JustinDB - has got more than 700 commits!

Next goal achieved 🎉

JustinDB is a project of mine which helps me to explore broad world of architecture of a database systems. With day of 23.04.2017 it passed 5 months of continous work during which I achieved many set goals. Project has now more than 700 commits, 6 watches, 18 stars and 4 forks - these numbers mean very much to me (makes me very motivated to continue working on it).

The more I work on this project the more I realize how broad this topic actually is. DBMSs (Database Management Systems) are a critical components of modern computing and the result of decades of research in both industry and academia. Since they were among the earliest multi-user server systems to be developed thus pioneered many systems design techniques for scalability and relability (these days are concerns in many other contexts).
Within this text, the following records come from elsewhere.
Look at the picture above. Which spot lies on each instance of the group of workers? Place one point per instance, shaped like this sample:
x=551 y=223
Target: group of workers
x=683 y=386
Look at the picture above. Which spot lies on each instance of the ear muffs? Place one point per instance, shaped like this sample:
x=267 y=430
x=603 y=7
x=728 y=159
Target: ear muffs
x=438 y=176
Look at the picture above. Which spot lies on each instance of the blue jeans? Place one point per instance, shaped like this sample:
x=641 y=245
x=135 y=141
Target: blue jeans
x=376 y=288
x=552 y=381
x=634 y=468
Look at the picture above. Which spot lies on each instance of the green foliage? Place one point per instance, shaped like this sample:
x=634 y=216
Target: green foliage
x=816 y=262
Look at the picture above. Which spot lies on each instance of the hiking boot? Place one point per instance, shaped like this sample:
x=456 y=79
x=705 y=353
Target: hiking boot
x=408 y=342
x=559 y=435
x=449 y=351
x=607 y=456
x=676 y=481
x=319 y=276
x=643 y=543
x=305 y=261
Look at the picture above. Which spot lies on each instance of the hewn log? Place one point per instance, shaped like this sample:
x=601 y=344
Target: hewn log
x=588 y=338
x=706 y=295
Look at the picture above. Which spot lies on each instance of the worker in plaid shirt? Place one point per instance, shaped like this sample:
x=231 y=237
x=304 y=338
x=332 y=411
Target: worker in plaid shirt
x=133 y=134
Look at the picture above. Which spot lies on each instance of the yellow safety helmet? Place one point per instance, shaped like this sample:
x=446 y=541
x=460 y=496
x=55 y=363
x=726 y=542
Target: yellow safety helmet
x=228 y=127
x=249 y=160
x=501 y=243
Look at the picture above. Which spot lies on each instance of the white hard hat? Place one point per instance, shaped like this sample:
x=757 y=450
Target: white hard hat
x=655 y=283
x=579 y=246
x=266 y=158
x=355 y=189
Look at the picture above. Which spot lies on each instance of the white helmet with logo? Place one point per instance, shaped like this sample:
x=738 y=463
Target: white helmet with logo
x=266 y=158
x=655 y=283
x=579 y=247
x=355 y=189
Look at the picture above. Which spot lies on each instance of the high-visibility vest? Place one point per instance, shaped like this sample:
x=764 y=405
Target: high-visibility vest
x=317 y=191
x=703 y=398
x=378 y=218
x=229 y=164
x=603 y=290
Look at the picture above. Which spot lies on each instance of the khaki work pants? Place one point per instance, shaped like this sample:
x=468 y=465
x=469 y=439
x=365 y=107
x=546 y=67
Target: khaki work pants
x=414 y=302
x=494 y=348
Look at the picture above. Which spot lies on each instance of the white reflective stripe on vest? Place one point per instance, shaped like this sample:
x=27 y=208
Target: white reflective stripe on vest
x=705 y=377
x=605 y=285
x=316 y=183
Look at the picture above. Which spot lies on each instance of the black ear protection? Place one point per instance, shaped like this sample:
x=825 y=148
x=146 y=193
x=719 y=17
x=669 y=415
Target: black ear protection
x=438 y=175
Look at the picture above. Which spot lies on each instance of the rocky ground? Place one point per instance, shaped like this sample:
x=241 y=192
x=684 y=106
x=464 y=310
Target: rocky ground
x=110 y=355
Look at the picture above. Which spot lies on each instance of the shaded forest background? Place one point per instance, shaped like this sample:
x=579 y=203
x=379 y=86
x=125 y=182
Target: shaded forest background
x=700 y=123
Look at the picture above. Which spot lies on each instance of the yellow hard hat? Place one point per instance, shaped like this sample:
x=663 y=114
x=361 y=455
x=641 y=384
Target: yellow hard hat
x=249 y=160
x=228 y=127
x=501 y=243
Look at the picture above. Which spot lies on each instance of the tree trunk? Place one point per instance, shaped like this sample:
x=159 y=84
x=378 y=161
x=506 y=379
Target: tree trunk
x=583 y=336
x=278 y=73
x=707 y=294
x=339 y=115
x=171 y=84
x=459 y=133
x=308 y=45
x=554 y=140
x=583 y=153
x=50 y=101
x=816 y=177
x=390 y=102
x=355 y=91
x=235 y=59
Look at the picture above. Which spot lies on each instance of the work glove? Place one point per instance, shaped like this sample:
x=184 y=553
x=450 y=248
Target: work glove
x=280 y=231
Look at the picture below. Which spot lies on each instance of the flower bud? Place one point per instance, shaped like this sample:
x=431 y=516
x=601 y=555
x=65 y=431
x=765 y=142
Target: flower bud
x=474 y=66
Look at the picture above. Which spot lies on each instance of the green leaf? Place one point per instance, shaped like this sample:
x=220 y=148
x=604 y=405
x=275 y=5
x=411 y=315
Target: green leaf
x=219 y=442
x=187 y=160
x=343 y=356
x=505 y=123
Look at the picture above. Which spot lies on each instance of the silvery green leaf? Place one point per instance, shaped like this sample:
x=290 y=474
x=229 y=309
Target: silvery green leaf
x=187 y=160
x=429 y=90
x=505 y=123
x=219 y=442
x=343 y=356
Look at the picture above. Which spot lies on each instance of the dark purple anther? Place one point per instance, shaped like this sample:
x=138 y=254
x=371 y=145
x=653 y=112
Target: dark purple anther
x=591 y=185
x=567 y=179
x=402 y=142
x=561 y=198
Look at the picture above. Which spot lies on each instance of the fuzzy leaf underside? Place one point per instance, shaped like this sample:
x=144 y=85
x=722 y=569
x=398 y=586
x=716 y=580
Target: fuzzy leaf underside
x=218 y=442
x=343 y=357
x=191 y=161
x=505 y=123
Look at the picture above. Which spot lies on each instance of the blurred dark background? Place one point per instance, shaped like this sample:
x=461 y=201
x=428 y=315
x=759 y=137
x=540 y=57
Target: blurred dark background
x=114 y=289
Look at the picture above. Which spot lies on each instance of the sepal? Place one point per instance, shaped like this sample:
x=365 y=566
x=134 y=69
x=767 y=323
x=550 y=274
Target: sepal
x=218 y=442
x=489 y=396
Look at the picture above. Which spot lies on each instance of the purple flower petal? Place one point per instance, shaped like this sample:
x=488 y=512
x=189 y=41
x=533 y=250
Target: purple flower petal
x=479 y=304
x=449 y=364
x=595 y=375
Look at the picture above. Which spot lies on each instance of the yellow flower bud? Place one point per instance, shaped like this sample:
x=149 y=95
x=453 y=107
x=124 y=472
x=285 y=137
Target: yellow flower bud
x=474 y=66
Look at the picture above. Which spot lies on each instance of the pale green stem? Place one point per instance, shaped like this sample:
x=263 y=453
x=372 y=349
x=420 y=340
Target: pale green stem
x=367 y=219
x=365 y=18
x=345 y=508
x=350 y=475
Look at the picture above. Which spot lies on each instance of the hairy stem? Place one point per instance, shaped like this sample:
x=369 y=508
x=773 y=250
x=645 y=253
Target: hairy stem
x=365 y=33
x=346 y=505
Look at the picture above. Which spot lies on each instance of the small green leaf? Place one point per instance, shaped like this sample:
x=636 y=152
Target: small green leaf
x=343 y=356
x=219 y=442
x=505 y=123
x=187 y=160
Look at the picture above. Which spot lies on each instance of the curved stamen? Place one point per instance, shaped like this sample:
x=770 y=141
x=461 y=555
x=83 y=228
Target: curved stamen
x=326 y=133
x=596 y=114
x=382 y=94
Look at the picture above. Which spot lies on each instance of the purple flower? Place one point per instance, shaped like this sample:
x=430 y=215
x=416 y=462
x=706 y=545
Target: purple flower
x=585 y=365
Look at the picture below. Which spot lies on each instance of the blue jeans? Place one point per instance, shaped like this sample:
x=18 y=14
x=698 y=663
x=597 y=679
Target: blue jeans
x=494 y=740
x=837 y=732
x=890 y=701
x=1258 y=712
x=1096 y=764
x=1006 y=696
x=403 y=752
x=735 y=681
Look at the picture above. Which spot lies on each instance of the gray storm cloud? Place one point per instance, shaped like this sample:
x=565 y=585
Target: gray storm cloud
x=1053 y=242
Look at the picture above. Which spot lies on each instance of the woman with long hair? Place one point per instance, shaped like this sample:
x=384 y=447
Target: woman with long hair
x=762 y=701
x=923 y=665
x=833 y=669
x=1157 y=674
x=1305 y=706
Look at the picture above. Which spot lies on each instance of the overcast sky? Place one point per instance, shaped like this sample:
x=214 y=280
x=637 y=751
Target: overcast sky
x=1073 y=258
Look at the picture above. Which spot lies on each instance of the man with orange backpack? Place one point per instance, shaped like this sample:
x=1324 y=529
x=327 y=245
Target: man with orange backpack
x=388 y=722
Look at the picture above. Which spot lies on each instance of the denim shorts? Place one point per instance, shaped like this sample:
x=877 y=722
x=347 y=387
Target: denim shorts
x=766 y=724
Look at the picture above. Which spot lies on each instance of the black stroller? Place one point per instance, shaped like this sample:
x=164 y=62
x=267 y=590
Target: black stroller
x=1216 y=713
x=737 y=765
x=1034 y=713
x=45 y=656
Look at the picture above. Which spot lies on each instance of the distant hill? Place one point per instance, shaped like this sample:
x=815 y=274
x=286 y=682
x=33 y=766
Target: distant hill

Builiding by own such advanced conceptually product is very demanding. There has been relatively sparse coverage in the literature of the systems design issues that make a DBMS work. Sometimes official docs of arleady created databases are a source of thruth and used as points of reference, particulary when multiple alternative designs have been adopted by different groups. Just think about all the concepts: process models, storage system design, parallel architecture, transaction system, query processor and optimizer (plus some utilities and typical shared components). Very, very deep subject.

Summary of current implementation 👷

I will let myself to point out what I’ve achieved/what topics were touched during mentioned 5 months of active development. If you still hadn’t a chance to get familiarize with JustinDB you can read my previous post (it covers many concepts).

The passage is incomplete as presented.